Inclusive language should be employed and is viewed more favorably by patients [159]. Instead of asking if a patient goes to church, ask if he or she is part of a faith community. It is also important to distinguish between explicit and implicit assessments of spirituality and religion [160]. Some patients prefer not to touch on spirituality and religiosity until they are comfortable with the practitioner's level of competence. In such cases, the practitioner may assess spirituality and religiosity indirectly by inquiring about beliefs or ideas that give meaning (or purpose) to the patient's life. It is important to remember that it is possible to be spiritual without being religious. It can be telling to also assess where the patient perceives meaning is lost rather than simply focusing where the patient places future meaning [200].
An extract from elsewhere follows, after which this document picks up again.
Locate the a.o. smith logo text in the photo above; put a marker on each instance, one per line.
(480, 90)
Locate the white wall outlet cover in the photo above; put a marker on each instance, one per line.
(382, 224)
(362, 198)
Spiritual histories, genograms, ecomaps, and life maps may also be useful assessment tools. A spiritual history consists of an open-ended interview that explores the patient's and his/her family's religious and spiritual beliefs, practices, and traditions. The public and private experiences of religion and spirituality are explored along a developmental life cycle [23]. Spiritual genograms are family trees that focus on religious and spiritual traditions, events, experiences, family orientation, and rituals that shape the patient's worldview and spirituality. It also provides an understanding of the individual embedded within a family system and how the family affects perspectives and practices of religion and spirituality [23,277]. A spiritual ecomap offers additional information, as it gives the practitioner an understanding of an individual's experiences of religion and spirituality within the context of the micro, meso, and macro systems levels [277]. Spiritual life maps are pictorial illustrations of the patient's spiritual journey. Like a road map, the life map indicates where the patient has come from, where the patient is now, and what the patient is moving toward [117]. When creating this map, Hodge encourages practitioners to ask patients to "highlight the trials they have encountered and the spiritual resources they have used to cope in the course of their journey" [117].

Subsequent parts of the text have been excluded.